Она несколько отступила и, грустно покачав головой, начала было:
- Отец мой…
- Да, - прервал он ее, просияв, - благодарю, что ты упомянула о нем. Это напомнило и мне. Он также желал нашего союза; и теперь, когда его нет, надеюсь, что ты разделишь его взгляд.
- Не поздно ли теперь спрашивать об этом? - проговорила она, не смотря на Фоя и приглаживая своей маленькой белой ручкой растрепавшиеся волосы. - Но что ты хочешь сказать этим?
Слово за словом, как мог восстановить в своей памяти, Фой повторил сказанное ему Гендриком Брантом перед тем, как они с Мартином отправились на опасное предприятие в Гаарлемское озеро, и закончил:
- Ты видишь, он желал этого.
- Его желания всегда были моими желаниями, и я… я также желаю этого…
- Бесценные вещи не легко приобрести, - сказал Фой, вспомнив слова Бранта, между тем как в душу его закралось опасение.
- Это он намекал на сокровища? - сказала она, и улыбка осветила ее лицо.
- Это сокровище - твое сердце.
- Правда, вещь не имеющая цены, но, мне кажется, неподдельная.
- Но и лучший металл может треснуть от долгого употребления.
- Мое сердце выдержит до смерти.
- Большего я не прошу.

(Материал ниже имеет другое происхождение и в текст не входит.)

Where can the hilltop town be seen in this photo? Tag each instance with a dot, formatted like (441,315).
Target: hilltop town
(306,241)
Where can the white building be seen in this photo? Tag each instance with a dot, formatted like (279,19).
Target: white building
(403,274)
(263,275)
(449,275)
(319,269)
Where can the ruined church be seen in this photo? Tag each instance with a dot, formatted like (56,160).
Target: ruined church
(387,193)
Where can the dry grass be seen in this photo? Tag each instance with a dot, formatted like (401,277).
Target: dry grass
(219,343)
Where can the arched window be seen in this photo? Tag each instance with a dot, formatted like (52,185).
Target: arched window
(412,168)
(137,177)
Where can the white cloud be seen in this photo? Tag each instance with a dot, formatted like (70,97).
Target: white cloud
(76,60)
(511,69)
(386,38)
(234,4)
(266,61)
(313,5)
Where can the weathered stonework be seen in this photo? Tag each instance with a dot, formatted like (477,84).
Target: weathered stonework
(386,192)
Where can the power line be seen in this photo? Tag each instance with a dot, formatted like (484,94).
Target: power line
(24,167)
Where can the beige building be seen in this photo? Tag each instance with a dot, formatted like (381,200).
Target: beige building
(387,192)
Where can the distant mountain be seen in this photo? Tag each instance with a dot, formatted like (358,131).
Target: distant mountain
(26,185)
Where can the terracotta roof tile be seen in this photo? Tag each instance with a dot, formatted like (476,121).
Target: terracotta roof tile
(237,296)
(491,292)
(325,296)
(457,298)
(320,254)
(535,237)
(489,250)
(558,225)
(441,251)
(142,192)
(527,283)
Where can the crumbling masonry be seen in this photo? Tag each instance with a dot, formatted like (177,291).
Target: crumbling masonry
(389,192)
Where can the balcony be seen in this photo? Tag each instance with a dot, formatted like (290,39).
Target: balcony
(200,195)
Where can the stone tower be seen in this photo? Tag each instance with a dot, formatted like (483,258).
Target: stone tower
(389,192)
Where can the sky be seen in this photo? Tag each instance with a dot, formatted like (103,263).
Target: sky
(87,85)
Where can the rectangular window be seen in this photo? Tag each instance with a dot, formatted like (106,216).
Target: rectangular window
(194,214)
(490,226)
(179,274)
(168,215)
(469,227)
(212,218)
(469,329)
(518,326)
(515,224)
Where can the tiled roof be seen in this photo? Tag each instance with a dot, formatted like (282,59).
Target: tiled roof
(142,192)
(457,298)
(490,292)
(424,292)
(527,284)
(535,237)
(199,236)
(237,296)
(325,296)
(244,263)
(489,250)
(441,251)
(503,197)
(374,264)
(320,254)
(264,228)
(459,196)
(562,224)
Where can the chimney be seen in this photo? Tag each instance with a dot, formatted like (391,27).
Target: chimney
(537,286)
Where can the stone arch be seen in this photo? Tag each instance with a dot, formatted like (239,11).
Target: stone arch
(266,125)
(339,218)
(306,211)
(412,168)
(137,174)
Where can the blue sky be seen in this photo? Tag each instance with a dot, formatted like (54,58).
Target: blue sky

Когда я умру, можешь отдать его, кому захочешь; я снова найду его там, где нет ни женитьбы, ни замужества.
- Не много от него осталось бы на долю другого; но вглядись внимательно и в свое золото: как бы его чеканка не изменилась - ведь золото плавится в горне, и каждая новая королева чеканит свою монету.
- Довольно, - нетерпеливо перебил ее Фой. - Зачем ты говоришь о таких вещах, да еще загадками, сбивающими меня.
- Потому… потому, что мы еще не женаты, бесценные же вещи - повторяю не свои слова - не легко достаются. Полную любовь и согласие нельзя приобрести несколькими нежными словами и поцелуями - они приобретаются путем испытаний…
- Немало их еще выпадет на нашу долю, - весело отвечал он. - А в начале пути очень приятно поцеловаться.
После этого Эльза уже не стала возражать.
Наконец, они повернули и пошли обратно в город в спокойные сумерки, рука в руке, счастливые в душе. Они не выражали этого счастья, потому что голландцы вообще народ сдержанный и не любят выказывать своих чувств. Кроме того, условия, при которых они дали друг другу слово, были особенные: как будто их руки соединились у одра умирающего, у смертного одра Гендрика Бранта, гаагского мученика, кровь которого взывала к небу о мести. Это чувство, тяготевшее над ними, сдерживало проявление юношеской страсти; но даже если бы они были в состоянии забыть свое горе, осталось бы еще другое чувство, которое сковало бы их, - чувство страха.